Effective communication and coordination among stakeholders are essential for ensuring that their requirements and priorities are captured, maintained, and cascaded down through the various phases of a project.
Engaging stakeholders such as smart buildings consultants earlier in the design and planning phases of a new build project can help projects deliver joined-up thinking, clearer more concise technical specifications, and ultimately more adaptable and interoperable smart buildings solutions.
Meanwhile, involving interdisciplinary teams in the planning and delivery of smart building projects can also help ensure a more holistic and integrated approach to the project.
By analyzing stakeholder priorities, several opportunities for alignment and collaboration can be identified. For instance, both the design team and tenant/occupant stakeholders prioritize occupant satisfaction and comfort. By involving tenant representatives during the design phase, architects and engineers can better understand the needs of the building users and design spaces that enhance the occupant experience.

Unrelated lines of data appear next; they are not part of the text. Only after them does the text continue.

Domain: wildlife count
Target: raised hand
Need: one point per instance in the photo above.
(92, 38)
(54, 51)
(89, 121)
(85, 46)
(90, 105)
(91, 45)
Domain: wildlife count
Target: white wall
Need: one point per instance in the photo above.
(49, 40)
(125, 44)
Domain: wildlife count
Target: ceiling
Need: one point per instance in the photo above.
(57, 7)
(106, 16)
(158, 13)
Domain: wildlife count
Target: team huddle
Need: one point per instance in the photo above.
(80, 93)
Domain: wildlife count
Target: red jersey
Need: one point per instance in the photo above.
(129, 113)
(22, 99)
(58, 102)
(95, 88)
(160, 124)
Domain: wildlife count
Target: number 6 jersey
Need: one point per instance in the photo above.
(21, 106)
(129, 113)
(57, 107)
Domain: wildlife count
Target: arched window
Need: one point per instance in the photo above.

Similarly, Memoori’s analysis reveals further potential synergies between stakeholders in areas such as system integration, risk mitigation, and energy efficiency. If they are engaged effectively during the technical design and construction phases of a project, smart buildings consultants, systems integrators and vendors of IoT platforms can more effectively collaborate with the design team to develop the kinds of shared data frameworks and interoperable data architectures that help ensure a more seamless integration of smart technologies into the building's infrastructure.
By working together, these stakeholders can address commonly faced challenges related to interoperability, scalability, and cybersecurity, resulting in more future-proofed, robust and user-friendly end results.
Aligning stakeholder interests is certainly not without its challenges, however. Securing buy-in from C-suite executives and cross-functional teams can be a significant barrier to getting projects off the ground. Agreeing on common project goals, KPIs, and systems deliverables can help build consensus across the business, improving returns and delivering more targeted outcomes. A failure to address stakeholder concerns during the project planning process can lead to breakdowns in communication and ultimately hinder project success.
Industry Initiatives and Future Outlook
Memoori has long lamented the lack of joined-up thinking and integration of smart building-specific expertise into the planning and design processes for buildings, and we are therefore encouraged to also see other organisations also exploring the challenges and modifications to traditional approaches and thinking that will be required to bring about change. In this regard, readers may also be interested in the Cisco-led Smart Building Overlay to the RIBA plan of work (currently a straw man for discussion), which is also seeking to nudge the industry towards consideration of digital capability earlier in the building design process.
Whatever approach is ultimately taken, our research and engagement with stakeholders across the supply chain leads us to believe that as the complexity and importance of IoT technology continues to rise, effective stakeholder alignment remains vital for the successful development and implementation of smart building projects.
By fostering improved collaboration, understanding shared objectives, and improving communication and coordination among stakeholders, smart buildings projects can achieve more effective, efficient, and user-friendly outcomes. By adopting a holistic approach and involving all relevant stakeholders from the earliest stages, the smart building industry can continue to evolve and deliver increasingly innovative and valuable solutions.
What strategies have you found most effective in aligning stakeholder interests and fostering collaboration in smart buildings projects?